Pilar Arnáiz completa nuestro pensamiento:
La inclusión implica establecer y mantener comunidades escolares que den la bienvenida a la diversidad y que honren las diferencias. Los profesores que se preocupan de crear aulas en las que todos los estudiantes se encuentren totalmente incluidos, tienden a enfatizar la atmósfera social en el aula, sirviendo como ejemplo y enseñando a respetar las diferencias. Los mismos estudiantes que aprenden que "un niño usa un tablero para comunicarse porque es incapaz de hablar", pueden aprender rápidamente que en el aula se pueden leen libros de diferentes niveles sobre el mismo tema.
Es común que en la docencia se piense, casi exclusivamente en la pobreza y en la discapacidad como los componentes de mayor relevancia que conforman la diversidad en las clases, Acordamos que ésta debe ser tenida en cuenta desde las singularidades: condición social, género, edad, pertinencia cultural, discapacidad, altas capacidades, fe religiosa, estado de salud, problemáticas familiares entre otros aspectos…
No resulta para nosotras, sinónimo de diversidad, el colectivo de los que no encajan por alguna razón en el molde, que se “desvían” de la norma, tampoco consideramos que la diversidad sea atender a quienes tienen problemas en la escuela.
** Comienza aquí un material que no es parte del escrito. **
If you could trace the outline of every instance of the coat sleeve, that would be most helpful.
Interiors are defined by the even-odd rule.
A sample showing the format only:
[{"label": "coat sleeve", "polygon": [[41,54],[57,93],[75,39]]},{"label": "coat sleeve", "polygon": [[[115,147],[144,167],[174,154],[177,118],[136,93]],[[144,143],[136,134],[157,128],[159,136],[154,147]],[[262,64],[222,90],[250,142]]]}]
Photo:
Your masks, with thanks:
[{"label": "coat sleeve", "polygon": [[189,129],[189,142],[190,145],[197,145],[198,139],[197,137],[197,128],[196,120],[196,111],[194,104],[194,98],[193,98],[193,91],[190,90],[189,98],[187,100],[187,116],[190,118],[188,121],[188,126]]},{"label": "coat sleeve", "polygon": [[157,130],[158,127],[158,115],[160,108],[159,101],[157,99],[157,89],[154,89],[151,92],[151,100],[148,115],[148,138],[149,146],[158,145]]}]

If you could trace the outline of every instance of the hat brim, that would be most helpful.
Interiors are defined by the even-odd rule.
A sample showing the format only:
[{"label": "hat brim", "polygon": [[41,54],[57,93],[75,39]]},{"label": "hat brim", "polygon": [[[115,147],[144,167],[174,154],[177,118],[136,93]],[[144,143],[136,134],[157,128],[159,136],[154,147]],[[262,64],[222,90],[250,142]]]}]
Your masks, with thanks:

Si, a nuestro criterio, resultan sinónimos de diversidad y diferencias, aquellas, vividas por el docente en una relación particular para con cada un@ de sus alumn@s, con sus potenciales, limitaciones e intereses.
La formación del profesorado sea tal vez, una de las asignaturas pendientes dentro de los planteamientos de atención a la diversidad del alumnado, y esta carencia se traduce en las aulas en una enseñanza homogeneizante que no contempla los diferentes estilos de aprendizaje, que propone la competencia en lugar de la cooperación y la autonomía.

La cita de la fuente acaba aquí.